Tensor network states and specifically matrix-product states have proven to be a powerful tool for simulating ground states of strongly correlated spin models. Recently, they have also been applied to interacting fermionic problems, specifically in the context of quantum chemistry. A new freedom arising in such nonlocal fermionic systems is the choice of orbitals, it being far from clear what choice of fermionic orbitals to make. In this Letter, we propose a way to overcome this challenge. We suggest a method intertwining the optimization over matrix product states with suitable fermionic Gaussian mode transformations.

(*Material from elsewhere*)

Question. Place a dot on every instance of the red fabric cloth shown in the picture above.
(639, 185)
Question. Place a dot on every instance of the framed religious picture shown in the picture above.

The described algorithm generalizes basis changes in the spirit of the Hartree-Fock method to matrix-product states, and provides a black box tool for basis optimization in tensor network methods.
张量网络态,特别是矩阵乘积态,已被证明是模拟强关联自旋模型基态的有力工具。最近,它们也被应用于相互作用费米子问题,特别是在量子化学的背景下。在这种非局部费米子系统中出现的一个新的自由度是轨道的选择,而选择什么样的费米子轨道远不清楚。在本信函中,我们提出了一种克服这一挑战的方法。我们建议一种将矩阵乘积态的优化与合适的费米子高斯模式变换相结合的方法。所描述的算法将哈特里 - 福克方法精神下的基变换推广到矩阵乘积态,并为张量网络方法中的基优化提供了一个黑箱工具。